Sunday, July 12, 23:20
Home security VMware Cloud Director: Error allowing infrastructure to access!

VMware Cloud Director: Error allowing infrastructure to access!

Recently, its security researchers Citadelo revealed a new bug in VMware Cloud Director, a top one platform cloud services, which could allow an intruder to gain access to sensitive data and control privately in cloud within an infrastructure. Security researchers have identified the error as CVE-2020-3956, claiming it is a typical infusion. code leading to malicious infusion or code entry.

This security error could be exploited by intruders to send malicious traffic to the Cloud Director, leading to arbitrary code execution. In addition, this security error, which was discovered by researchers and has a severity rating of 8,8 out of 10, is quite dangerous. VMware Cloud Director is a popular distribution platform used to manage and organize cloud resources, allowing companies to access data centers distributed in different geographical areas.

In other words, the invaders can take advantage of this error to carry out code execution attacks and technically take over all the private cloud connected to the provided infrastructure. Security firm Citadelo discovered the error on April 1, after conducting a security check for a customer. However, since this tool is used by many companies worldwide, it has made the problem quite critical and urgent. This security error affects VMware Cloud Director on publications 10.1.0 and in older ones, as well as the vCloud Director 8x - 10x in configurations Linux and PhotonOS devices. Also, this error could be used via HTML5, Flex-based UI, API Explorer interface and API access. The following are affected by this security error:

  • Public cloud providers using VMware vCloud Director.
  • Private cloud providers using VMware vCloud Director.
  • Businesses that use VMware vCloud Director technology.
  • Any government service that uses VMware Cloud Director.

This security error allows attackers to do the following:

  • To see all the critical content of a system's internal database.
  • To modify it database of the system for access to virtual machines (VMs) assigned to different organizations.
  • The escalation of privileges from “Organizational Administrator” to “System Administrator”, with access to all cloud accounts.
  • Change the Cloud Director login page.
  • Gain access to other sensitive data, such as full names, addresses e-mail and IP customer addresses.
  • Using encryption vulnerabilities, intruders can view the confidential data of internal databases, such as passwords given to customers of the information system.

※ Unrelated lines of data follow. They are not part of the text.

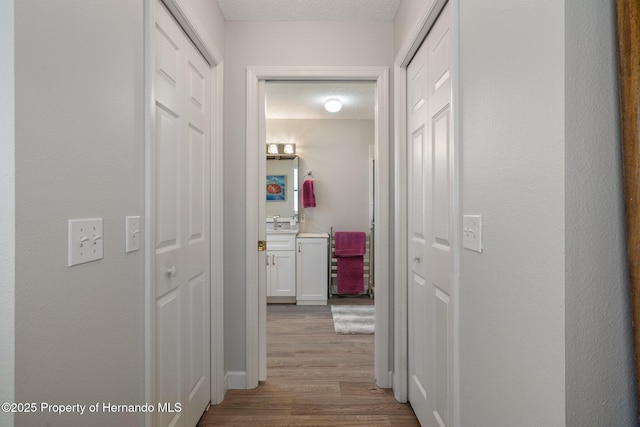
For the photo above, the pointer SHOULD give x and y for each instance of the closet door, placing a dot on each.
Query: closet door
(430, 264)
(180, 226)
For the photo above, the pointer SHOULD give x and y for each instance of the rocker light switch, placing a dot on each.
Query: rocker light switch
(85, 240)
(472, 232)
(132, 228)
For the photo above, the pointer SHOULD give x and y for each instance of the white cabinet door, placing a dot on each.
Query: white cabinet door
(311, 271)
(281, 274)
(430, 262)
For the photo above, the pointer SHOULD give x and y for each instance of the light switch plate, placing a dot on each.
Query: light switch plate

However, after these discoveries, security researchers announced their results directly on the official VMware site, while the company responded quickly to correct the security gaps with a series of updates to 9.1.0.4, 9.5.0.6, 9.7.0.5. , and 10.0.0.2. Therefore, organizations that have not yet implemented this information code are still vulnerable to this error.

LEAVE ANSWER

Please enter your comment!
Please enter your name here

Pohackontas
Pohackontashttps://www.secnews.gr
Every accomplishment starts with the decision to try.

LIVE NEWS

TrickBot malware accidentally warns victims that they have been infected

The famous TrickBot malware accidentally left a test module that warns the victims that they are infected and should contact ...

Financial institutions: The risk of data breach is higher!

According to a report, financial institutions tend to be at greater risk of data breach due to a lack of proper security controls ....

Google Chrome: Import, export and backup stored passwords

Google Chrome Password Manager lets you save usernames and passwords and ...

Apple: do not cover the camera on MacBook devices

Many users today have a habit of covering their laptop camera in order to protect themselves from any surveillance through it. However...

COVID-19-workplace: What can you do to avoid becoming a source of infection?

The number of COVID-19 cases worldwide seems to be increasing. However, most countries have ...

The best books of 2020, according to Amazon

If you like good books and are looking for new additions to your collection, choose from the 5 best books, according to ...

US Secret Service: Warns of increased attacks on MSPs

In June, the US Secret Service warned the private sector as well as government agencies that there has been a worrying increase ...

Create an imaginative meme and win a OnePlus Nord

One of the most anticipated financial smartphones of OnePlus, the OnePlus Nord, is going to be presented soon at an event that will take place ...

Sony: Invest $ 250 Million in Fortnite Epic Games!

Sony has made an investment of $ 250 million to acquire a 1,4% stake in Epic Games, ...

C-Data FTTH OLT devices contain backdoors

Serious vulnerabilities and backdoors were discovered by two security researchers in the firmware of 29 FTTH OLT devices, the popular equipment provider C-Data.